Step 1: Get Your Data Ready
First, you'll need to dig into those sign-in and audit logs from your Veeam backups. Microsoft's log format is a bit nested - it's layered like an onion and about as fun to work with. Flatten that mess into something actually usable and drop it into MongoDB (could be anything).
Step 2: Teach the System What Normal Looks Like
This is where machine learning earns its keep. Feed some historical data (I chose 60 days) to the system and let it figure out each user's habits. Does Sarah always log in from Chicago around 9 AM? Does Mike never use his phone? The system builds these behavioral fingerprints and we spot the outliers using isolation forests
Imagine you have a big pile of socks. Most are common colors like black or white, but there are a few really unique, brightly patterned ones. The Isolation Forest doesn’t try to identify every single sock. Instead, it focuses on finding the “odd ones out.” It does this by randomly picking a feature (like color or pattern) and then a random value to divide the socks. The unusual socks are usually easier to separate because there are fewer of them and they look different from the typical ones. The model essentially makes many simple “decisions” to isolate these unusual data points with fewer steps. If a login event gets separated very quickly, it’s considered out of the ordinary. The great thing is this technique is very efficient making it perfect for processing thousands of sign-in log entries.

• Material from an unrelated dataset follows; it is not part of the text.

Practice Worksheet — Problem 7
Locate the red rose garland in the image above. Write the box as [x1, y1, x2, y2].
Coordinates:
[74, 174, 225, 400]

Step 3: Watch for the Weird Stuff
Now the system is ready to receive new logs from our backups, we parse it through the same process and then can use the trained model to detect outliers. When someone logs in from Belarus at 3 AM (and they've never left Ohio), or when there are 50 failed login attempts in 10 minutes, it flags these as anomalies. Each one gets a severity score so you know what to tackle first.
Step 4: Make It Visual
Raw alerts are useless if nobody can understand them. Tools like Metabase turn your findings into dashboards easily.
The beauty of this whole approach? You're not buying expensive new tools or collecting more data. You're just being smarter about the backup data that's already there, turning what most people ignore into an early warning system!